Professor Kapil Kumar from Indira Gandhi National Open University has written a set of poems on the elections mocking the Congress chief Rahul Gandhi. He claims he has done field surveys with labourers in Uttar Pradesh and taxi drivers in Delhi. “They are voting en masse for the BJP,” he confidently declares and leaves for a tour of the city. Polling day excitement has gripped everyone. Kishore Babu by this time has returned to the gathering with copies of the magazine he edits. There is the latest article on China and India finally collaborating on Islamic terrorism. “You see, only a strong government led by Modi can do this. He has worked on (India’s) relationship with the world while curbing corruption internally. Today, bureaucrats can’t spend hours idling at Lutyens Delhi’s elite clubs making deals. They are at work and they are being made accountable,” Babu says with a grin.

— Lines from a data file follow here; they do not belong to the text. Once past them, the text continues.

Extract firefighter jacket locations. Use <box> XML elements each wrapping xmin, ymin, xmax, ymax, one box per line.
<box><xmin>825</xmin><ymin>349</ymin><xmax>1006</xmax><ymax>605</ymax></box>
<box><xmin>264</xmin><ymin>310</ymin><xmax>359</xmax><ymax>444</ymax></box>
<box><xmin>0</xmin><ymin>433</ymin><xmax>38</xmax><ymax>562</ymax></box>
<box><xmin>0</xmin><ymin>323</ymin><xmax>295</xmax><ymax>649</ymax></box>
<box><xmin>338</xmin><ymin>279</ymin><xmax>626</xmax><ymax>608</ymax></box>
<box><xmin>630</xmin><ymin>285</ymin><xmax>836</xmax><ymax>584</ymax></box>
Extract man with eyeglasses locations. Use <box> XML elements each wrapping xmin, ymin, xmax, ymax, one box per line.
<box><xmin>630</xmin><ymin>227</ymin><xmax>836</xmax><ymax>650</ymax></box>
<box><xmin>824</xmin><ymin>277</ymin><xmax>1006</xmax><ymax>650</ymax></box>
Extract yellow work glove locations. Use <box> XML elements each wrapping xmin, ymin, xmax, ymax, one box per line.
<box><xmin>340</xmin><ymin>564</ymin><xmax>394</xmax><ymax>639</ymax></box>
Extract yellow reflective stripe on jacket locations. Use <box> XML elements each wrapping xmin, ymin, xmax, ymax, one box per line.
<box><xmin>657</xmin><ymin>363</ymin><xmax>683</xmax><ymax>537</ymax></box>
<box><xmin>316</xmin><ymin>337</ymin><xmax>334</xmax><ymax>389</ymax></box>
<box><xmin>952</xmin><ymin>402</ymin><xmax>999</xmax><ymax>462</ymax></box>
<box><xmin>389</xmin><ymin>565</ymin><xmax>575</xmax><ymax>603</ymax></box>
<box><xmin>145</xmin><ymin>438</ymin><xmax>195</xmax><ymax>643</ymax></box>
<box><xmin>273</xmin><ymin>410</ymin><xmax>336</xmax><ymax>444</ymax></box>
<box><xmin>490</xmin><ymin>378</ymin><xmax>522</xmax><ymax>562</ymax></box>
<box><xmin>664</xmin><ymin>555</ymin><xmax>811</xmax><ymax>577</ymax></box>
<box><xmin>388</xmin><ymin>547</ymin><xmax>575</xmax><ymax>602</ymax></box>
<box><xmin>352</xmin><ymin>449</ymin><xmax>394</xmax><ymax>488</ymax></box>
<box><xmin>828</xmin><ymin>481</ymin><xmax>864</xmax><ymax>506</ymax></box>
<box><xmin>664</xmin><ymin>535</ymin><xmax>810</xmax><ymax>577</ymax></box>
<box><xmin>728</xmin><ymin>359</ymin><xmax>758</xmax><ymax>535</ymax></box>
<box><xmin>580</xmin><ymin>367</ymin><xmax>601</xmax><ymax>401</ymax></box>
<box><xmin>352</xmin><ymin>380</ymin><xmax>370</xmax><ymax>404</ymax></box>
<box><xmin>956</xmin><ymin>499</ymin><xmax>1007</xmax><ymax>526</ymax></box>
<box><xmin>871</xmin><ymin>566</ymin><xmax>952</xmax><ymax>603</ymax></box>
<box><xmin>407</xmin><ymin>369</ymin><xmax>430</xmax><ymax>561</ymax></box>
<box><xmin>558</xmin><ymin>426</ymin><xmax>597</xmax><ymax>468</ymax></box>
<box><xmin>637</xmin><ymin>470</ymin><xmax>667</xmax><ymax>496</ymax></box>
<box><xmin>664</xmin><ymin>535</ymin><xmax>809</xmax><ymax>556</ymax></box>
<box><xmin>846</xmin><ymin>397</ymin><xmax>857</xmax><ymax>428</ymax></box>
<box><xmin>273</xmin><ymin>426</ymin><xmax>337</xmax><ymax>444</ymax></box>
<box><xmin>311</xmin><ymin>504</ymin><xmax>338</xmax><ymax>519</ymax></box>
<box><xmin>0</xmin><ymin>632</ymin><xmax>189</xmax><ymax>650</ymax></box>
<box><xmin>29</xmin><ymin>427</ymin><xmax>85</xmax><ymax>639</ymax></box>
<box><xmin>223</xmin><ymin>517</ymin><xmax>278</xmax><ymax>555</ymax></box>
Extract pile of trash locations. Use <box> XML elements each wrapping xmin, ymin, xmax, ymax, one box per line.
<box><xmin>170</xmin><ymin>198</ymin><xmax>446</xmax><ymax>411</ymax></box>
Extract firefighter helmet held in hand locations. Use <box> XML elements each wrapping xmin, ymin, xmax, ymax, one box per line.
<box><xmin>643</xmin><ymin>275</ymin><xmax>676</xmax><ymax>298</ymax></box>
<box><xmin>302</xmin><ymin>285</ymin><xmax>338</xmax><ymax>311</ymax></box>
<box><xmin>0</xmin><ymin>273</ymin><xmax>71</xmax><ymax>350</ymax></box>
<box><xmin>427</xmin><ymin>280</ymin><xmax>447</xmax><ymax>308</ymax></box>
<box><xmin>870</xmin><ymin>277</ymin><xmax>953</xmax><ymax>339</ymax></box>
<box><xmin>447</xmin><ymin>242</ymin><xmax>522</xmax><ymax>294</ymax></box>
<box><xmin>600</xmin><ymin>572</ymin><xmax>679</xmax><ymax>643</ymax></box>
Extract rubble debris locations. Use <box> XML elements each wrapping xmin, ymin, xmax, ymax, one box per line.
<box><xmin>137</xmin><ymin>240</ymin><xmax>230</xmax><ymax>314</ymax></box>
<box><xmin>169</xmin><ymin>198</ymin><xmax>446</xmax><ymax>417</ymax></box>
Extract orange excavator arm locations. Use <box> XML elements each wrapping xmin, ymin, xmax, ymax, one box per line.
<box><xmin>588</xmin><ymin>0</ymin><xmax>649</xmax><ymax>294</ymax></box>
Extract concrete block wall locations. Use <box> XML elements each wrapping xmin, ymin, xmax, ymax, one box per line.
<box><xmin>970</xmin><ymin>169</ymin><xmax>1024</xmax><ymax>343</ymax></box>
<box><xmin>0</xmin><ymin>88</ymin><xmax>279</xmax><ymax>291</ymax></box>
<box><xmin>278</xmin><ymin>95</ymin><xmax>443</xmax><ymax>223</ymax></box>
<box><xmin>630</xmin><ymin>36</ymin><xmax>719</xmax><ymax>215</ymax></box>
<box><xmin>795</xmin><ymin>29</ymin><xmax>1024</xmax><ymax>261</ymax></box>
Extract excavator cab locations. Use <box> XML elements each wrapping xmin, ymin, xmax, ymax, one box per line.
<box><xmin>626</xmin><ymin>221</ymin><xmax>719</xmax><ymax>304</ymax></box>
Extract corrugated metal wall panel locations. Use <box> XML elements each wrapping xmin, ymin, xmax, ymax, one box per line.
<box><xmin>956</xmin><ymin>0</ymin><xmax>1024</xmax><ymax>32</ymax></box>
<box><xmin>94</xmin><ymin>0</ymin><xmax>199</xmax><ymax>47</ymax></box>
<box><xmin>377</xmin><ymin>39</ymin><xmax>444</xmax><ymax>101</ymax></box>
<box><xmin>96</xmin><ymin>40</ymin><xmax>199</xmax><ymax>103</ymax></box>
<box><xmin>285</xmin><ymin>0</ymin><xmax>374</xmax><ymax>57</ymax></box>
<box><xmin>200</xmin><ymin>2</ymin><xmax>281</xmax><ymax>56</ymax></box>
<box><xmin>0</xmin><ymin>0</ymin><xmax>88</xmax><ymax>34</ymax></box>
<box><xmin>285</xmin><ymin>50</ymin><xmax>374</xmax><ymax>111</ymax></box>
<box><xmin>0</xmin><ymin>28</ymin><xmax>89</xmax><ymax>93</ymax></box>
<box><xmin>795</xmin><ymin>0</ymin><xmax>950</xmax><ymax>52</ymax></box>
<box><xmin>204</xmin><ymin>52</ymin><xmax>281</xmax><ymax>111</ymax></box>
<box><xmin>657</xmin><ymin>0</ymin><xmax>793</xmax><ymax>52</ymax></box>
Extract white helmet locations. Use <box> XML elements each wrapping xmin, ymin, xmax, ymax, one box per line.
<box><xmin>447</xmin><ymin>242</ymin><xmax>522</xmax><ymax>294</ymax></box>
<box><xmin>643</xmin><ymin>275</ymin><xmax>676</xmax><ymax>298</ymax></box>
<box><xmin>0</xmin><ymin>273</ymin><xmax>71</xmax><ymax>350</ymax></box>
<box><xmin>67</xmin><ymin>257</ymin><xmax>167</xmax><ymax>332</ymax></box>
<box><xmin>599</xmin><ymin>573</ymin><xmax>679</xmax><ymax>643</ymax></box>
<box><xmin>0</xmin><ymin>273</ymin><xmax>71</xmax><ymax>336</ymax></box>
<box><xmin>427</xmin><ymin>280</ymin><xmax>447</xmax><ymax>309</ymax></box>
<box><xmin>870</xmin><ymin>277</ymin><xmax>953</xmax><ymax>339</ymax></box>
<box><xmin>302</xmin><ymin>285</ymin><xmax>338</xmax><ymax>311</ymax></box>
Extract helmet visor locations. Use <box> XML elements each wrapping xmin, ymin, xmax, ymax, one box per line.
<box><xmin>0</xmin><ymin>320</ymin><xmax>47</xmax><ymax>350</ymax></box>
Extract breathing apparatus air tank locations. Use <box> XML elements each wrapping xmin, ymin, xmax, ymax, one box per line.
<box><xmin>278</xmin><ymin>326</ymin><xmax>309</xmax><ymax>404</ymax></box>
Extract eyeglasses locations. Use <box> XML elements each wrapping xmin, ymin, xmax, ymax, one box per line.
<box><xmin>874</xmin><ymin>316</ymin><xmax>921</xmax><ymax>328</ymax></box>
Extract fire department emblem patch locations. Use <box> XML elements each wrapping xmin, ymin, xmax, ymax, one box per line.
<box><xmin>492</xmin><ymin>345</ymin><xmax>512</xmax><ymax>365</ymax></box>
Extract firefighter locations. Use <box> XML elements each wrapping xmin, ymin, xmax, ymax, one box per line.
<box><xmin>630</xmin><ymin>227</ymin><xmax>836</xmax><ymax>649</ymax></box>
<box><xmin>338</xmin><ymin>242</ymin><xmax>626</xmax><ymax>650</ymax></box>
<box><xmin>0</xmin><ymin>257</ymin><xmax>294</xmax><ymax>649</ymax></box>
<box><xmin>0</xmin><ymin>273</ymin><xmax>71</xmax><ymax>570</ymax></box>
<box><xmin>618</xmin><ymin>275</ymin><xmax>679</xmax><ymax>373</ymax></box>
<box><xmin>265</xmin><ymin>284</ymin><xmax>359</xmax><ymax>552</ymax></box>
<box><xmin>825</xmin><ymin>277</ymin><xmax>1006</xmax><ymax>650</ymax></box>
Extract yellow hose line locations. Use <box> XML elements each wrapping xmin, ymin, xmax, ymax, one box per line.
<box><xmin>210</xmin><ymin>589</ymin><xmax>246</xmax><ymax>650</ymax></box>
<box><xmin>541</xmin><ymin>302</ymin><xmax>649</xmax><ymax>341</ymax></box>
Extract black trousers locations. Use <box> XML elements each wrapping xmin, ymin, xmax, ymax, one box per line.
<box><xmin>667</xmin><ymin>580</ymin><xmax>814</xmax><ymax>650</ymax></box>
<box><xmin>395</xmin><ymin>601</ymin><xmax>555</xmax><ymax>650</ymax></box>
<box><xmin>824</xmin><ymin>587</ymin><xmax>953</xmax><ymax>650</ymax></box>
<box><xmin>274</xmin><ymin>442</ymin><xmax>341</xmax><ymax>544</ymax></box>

Someone talks about the cleanliness drive in Varanasi, Modi’s constituency. “I wouldn’t set my foot there earlier. The ghats were that filthy! But now, I can go there again and again. Such joy!” Manju Lal says. Phrases like “award-wapsi gang”, “Congress apologists”, “enemy of development” are used liberally to describe those who are critical of the Modi government. Suddenly, someone jokes that he has voted NOTA. The crowd makes a noise, saying that disqualifies him from sitting on the same table as them. “That’s the problem with this party. If you are not with them, you are against them,’’ he says, walking away.
I walked over to the booth. Crowds approach the booth slowly. There are young couples with small children, old men and women, and young boys voting for the first time. They say they are worried about jobs, inflation, attacks on institutions, crime against women, and beef ban. Dipali Dwivedi, a resident who had great difficulty last year in selling off the land due to demonetisation, says she had a tough time sending her son abroad for studies as she and her husband had invested in the land for the purpose. “Now the land prices have dwindled. My plot is going at half the rate it was at earlier,’’ she says. Dipali has just shopped for grocery and fruits and it has cost more than ₹2,000. “This won’t last me beyond two days. Everything the Modi government may be doing for good in the long run, but these are my everyday problems,” she says.
Manju Lal, who has been listening, interrupts: “Modiji isn’t fighting elections this year; India is. Vote for India.”